Наташа приняла условия Маяковского, и теперь он вызвал ее в Ялту. В семь утра на вокзале в Севастополе он ее встретил — загорелый, в серой рубашке с красным бархатным галстуком и серых фланелевых брюках.

Они провели вместе месяц — весь отпуск Наташи — и еще немного. Она присутствовала на его выступлениях в городах Крыма и позднее на Кавказе, они были неразлучны. Однажды, когда они возвращались на автобусе в Ялту, Маяковский забронировал три места — чтобы не было тесно. Такую же щедрость — или гиперболизм — он проявил и в день ее именин. Проснувшись, Наташа получила букет роз, такой огромный, что уместился он только в ведре. Потом они отправились гулять на набережную, где Маяковский заходил во все магазины и в каждом покупал самый дорогой одеколон. Когда покупки уже невозможно было унести, Наташа попросила его прекратить, но Маяковский вместо этого направился к цветочному киоску и начал скупать цветы. Она напомнила, что в гостиничном номере уже стоит целое ведро роз, а Маяковский возразил: «Один букет — это мелочь! Мне хочется, чтобы вы вспоминали, как вам подарили не один букет, а один киоск роз и весь одеколон города Ялты!»

Маяковский не скрывал свои отношения с Наташей. Она навещала его не только в рабочем кабинете, но и в Гендриковом переулке, и в Пушкине. Во время отпуска в Крыму и на Кавказе она постоянно была рядом с ним. Но если Осип видел ее по крайней мере один раз, то из-за календарного несовпадения с Лили они пока не встречались: когда у Маяковского начался роман с Наташей, Лили была в отъезде с Кулешовым. Но Лили держалась в курсе происходящего и, разумеется, знала о том, что Маяковский влюблен. Через несколько дней после приезда Наташи в Крым Лили прислала Маяковскому длинное письмо, в конце которого — после изложения более или менее тривиальных известий (о Бульке и ее щенках, ремонте квартиры и различных издательских делах) — содержался призыв, несмотря на шутливый тон, глубоко серьезный:

Ужасно тебя люблю. Пожалуйста не женись всерьез, а то меня все уверяют, что ты страшно влюблен и обязательно женишься!
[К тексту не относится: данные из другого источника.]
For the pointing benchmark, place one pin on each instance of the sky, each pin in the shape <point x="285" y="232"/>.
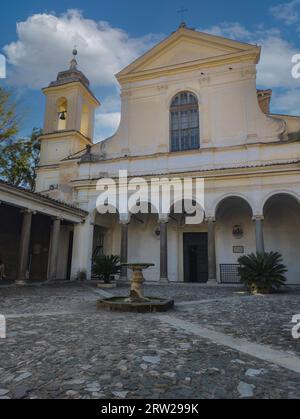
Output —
<point x="37" y="38"/>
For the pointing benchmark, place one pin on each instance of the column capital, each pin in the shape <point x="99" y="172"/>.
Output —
<point x="210" y="220"/>
<point x="125" y="219"/>
<point x="57" y="219"/>
<point x="163" y="218"/>
<point x="258" y="217"/>
<point x="28" y="211"/>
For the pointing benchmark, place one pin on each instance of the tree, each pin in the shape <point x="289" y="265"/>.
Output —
<point x="262" y="272"/>
<point x="8" y="118"/>
<point x="19" y="159"/>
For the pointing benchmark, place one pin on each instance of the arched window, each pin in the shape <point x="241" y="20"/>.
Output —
<point x="62" y="114"/>
<point x="184" y="121"/>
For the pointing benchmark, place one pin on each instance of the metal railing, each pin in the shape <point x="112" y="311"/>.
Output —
<point x="230" y="274"/>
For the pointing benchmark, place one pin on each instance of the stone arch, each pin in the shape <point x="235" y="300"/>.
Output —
<point x="281" y="211"/>
<point x="282" y="192"/>
<point x="218" y="202"/>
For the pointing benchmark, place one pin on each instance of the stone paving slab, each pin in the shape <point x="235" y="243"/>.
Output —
<point x="89" y="354"/>
<point x="260" y="319"/>
<point x="105" y="355"/>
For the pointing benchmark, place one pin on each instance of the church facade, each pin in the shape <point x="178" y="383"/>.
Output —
<point x="190" y="109"/>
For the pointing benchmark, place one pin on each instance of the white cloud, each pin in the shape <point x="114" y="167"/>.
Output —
<point x="274" y="69"/>
<point x="45" y="42"/>
<point x="288" y="101"/>
<point x="289" y="13"/>
<point x="108" y="121"/>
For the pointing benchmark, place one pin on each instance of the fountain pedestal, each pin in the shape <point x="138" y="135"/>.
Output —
<point x="137" y="281"/>
<point x="136" y="302"/>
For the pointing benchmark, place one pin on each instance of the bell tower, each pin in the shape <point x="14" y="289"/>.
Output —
<point x="69" y="115"/>
<point x="68" y="128"/>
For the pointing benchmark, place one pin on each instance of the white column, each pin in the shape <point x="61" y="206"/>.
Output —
<point x="83" y="248"/>
<point x="259" y="233"/>
<point x="124" y="249"/>
<point x="24" y="247"/>
<point x="212" y="266"/>
<point x="54" y="248"/>
<point x="163" y="222"/>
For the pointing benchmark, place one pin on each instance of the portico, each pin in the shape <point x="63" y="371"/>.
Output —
<point x="33" y="235"/>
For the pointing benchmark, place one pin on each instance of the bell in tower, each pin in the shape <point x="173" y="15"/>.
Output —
<point x="69" y="116"/>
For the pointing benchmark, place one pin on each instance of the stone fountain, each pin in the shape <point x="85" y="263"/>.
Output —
<point x="136" y="301"/>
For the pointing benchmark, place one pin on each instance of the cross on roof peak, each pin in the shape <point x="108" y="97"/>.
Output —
<point x="182" y="12"/>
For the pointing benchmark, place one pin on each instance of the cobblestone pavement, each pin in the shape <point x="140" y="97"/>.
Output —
<point x="59" y="346"/>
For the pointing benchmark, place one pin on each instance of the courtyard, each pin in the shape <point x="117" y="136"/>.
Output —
<point x="218" y="342"/>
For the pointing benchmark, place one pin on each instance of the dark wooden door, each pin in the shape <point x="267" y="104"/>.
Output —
<point x="195" y="248"/>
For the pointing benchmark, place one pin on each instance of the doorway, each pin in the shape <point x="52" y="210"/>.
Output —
<point x="195" y="248"/>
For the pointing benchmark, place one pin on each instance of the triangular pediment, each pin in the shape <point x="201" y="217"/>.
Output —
<point x="185" y="48"/>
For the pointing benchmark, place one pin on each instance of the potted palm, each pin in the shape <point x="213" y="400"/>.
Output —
<point x="105" y="267"/>
<point x="262" y="272"/>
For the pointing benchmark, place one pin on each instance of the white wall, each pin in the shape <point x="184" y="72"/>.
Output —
<point x="282" y="234"/>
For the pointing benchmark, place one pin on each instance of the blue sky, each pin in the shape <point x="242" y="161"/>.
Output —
<point x="37" y="38"/>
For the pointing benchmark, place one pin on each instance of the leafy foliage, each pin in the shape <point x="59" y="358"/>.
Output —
<point x="106" y="266"/>
<point x="19" y="159"/>
<point x="262" y="272"/>
<point x="8" y="118"/>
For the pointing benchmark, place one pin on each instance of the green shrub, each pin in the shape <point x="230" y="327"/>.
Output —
<point x="262" y="272"/>
<point x="106" y="266"/>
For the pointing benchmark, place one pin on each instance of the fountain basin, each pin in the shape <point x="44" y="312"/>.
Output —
<point x="136" y="302"/>
<point x="124" y="304"/>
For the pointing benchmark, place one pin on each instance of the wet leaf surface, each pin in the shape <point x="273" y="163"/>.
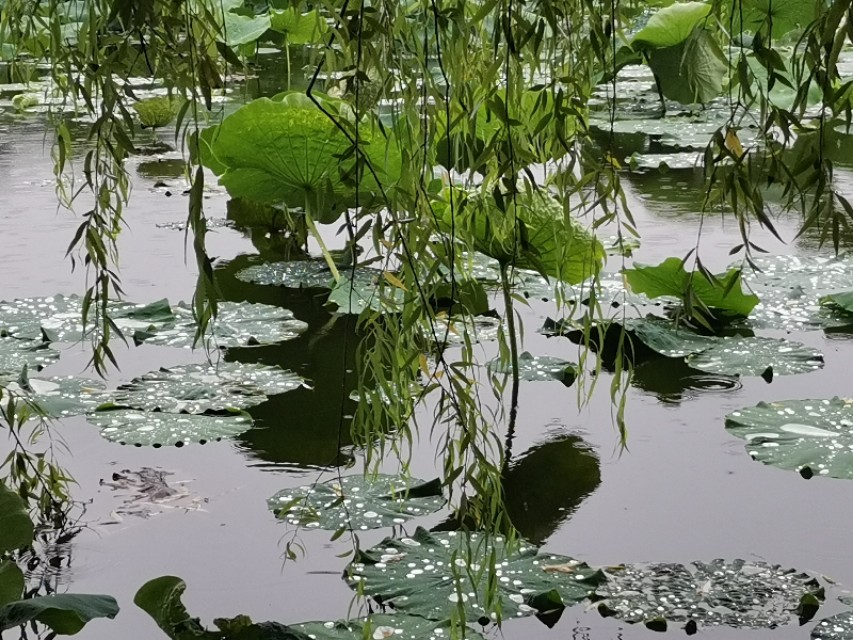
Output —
<point x="358" y="502"/>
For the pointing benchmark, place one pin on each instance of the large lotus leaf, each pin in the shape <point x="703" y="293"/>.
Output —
<point x="65" y="613"/>
<point x="837" y="627"/>
<point x="539" y="368"/>
<point x="296" y="274"/>
<point x="380" y="625"/>
<point x="812" y="437"/>
<point x="431" y="574"/>
<point x="288" y="151"/>
<point x="690" y="72"/>
<point x="16" y="528"/>
<point x="755" y="356"/>
<point x="16" y="355"/>
<point x="784" y="16"/>
<point x="670" y="279"/>
<point x="156" y="429"/>
<point x="60" y="396"/>
<point x="200" y="388"/>
<point x="238" y="324"/>
<point x="531" y="231"/>
<point x="671" y="25"/>
<point x="738" y="594"/>
<point x="357" y="502"/>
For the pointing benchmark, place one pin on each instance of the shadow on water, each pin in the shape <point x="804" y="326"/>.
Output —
<point x="306" y="427"/>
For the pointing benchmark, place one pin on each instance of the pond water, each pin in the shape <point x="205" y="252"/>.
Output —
<point x="683" y="490"/>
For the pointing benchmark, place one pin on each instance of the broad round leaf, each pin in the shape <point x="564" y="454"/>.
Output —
<point x="737" y="594"/>
<point x="431" y="574"/>
<point x="238" y="324"/>
<point x="357" y="501"/>
<point x="154" y="428"/>
<point x="812" y="437"/>
<point x="380" y="626"/>
<point x="199" y="388"/>
<point x="754" y="356"/>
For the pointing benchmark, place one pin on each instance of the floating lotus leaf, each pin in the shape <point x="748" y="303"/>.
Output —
<point x="156" y="429"/>
<point x="812" y="437"/>
<point x="17" y="354"/>
<point x="380" y="626"/>
<point x="296" y="274"/>
<point x="431" y="574"/>
<point x="60" y="318"/>
<point x="754" y="356"/>
<point x="238" y="324"/>
<point x="670" y="279"/>
<point x="60" y="396"/>
<point x="200" y="388"/>
<point x="738" y="594"/>
<point x="837" y="627"/>
<point x="358" y="502"/>
<point x="539" y="368"/>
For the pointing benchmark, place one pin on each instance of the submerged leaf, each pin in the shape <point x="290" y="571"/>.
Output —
<point x="812" y="437"/>
<point x="357" y="502"/>
<point x="432" y="574"/>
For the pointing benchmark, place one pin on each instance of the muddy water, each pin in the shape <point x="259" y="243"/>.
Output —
<point x="683" y="490"/>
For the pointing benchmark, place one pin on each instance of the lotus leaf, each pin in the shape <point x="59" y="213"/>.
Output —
<point x="431" y="574"/>
<point x="812" y="437"/>
<point x="738" y="594"/>
<point x="16" y="528"/>
<point x="671" y="25"/>
<point x="60" y="318"/>
<point x="539" y="368"/>
<point x="754" y="356"/>
<point x="357" y="502"/>
<point x="237" y="324"/>
<point x="532" y="231"/>
<point x="837" y="627"/>
<point x="65" y="613"/>
<point x="297" y="274"/>
<point x="200" y="388"/>
<point x="16" y="354"/>
<point x="287" y="151"/>
<point x="379" y="626"/>
<point x="154" y="428"/>
<point x="670" y="279"/>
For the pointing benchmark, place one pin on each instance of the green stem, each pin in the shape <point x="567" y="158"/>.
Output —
<point x="312" y="228"/>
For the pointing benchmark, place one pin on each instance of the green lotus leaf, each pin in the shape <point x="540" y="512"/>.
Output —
<point x="812" y="437"/>
<point x="201" y="388"/>
<point x="59" y="317"/>
<point x="159" y="429"/>
<point x="531" y="232"/>
<point x="380" y="625"/>
<point x="539" y="368"/>
<point x="755" y="356"/>
<point x="737" y="594"/>
<point x="18" y="354"/>
<point x="65" y="614"/>
<point x="299" y="28"/>
<point x="671" y="25"/>
<point x="16" y="528"/>
<point x="296" y="274"/>
<point x="288" y="151"/>
<point x="670" y="279"/>
<point x="837" y="627"/>
<point x="431" y="574"/>
<point x="237" y="324"/>
<point x="357" y="502"/>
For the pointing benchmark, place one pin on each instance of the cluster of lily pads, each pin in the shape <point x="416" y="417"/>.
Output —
<point x="174" y="406"/>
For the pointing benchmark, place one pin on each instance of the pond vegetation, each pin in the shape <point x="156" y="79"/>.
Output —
<point x="418" y="179"/>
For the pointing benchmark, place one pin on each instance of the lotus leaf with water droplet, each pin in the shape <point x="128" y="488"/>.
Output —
<point x="357" y="502"/>
<point x="432" y="574"/>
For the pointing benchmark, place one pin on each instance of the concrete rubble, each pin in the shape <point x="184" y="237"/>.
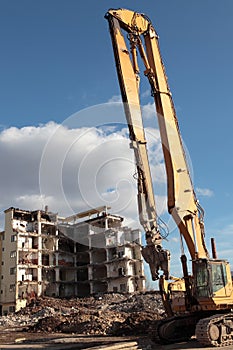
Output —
<point x="110" y="314"/>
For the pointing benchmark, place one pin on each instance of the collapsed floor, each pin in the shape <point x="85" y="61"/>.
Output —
<point x="111" y="314"/>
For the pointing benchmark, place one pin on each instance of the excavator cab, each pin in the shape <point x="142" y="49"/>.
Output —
<point x="211" y="278"/>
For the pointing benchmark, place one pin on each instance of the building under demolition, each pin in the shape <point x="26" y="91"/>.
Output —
<point x="87" y="253"/>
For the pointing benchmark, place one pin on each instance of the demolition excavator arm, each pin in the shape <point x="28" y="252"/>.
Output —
<point x="182" y="202"/>
<point x="209" y="288"/>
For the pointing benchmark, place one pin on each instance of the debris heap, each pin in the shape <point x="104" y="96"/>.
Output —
<point x="109" y="314"/>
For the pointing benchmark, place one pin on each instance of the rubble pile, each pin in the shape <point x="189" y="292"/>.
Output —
<point x="110" y="314"/>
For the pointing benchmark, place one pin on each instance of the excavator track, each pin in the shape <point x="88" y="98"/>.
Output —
<point x="174" y="329"/>
<point x="216" y="330"/>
Мы все трое женаты друг на дружке и нам жениться больше нельзя — грех.

Маяковский ответил телеграммой, которая начиналась инструкциями относительно публикации его «Октябрьской поэмы» — получившей здесь свое окончательное название «Хорошо!» — и заканчивалась следующей фразой: «ЦЕЛУЮ МОЮ ЕДИНСТВЕННУЮ КИСЬЯЧУЮ ОСЯЧУЮ СЕМЬЮ». Когда Маяковский с Наташей вернулись в Москву 15 сентября, на вокзале их встретили Лили — и Рита. «Лилю я увидала тогда впервые, — вспоминала Наташа, — но только секунду, так как сразу метнулась в сторону и уехала домой». Тот факт, что Лили взяла с собой Риту, свидетельствует о том, что ситуация казалась ей непростой.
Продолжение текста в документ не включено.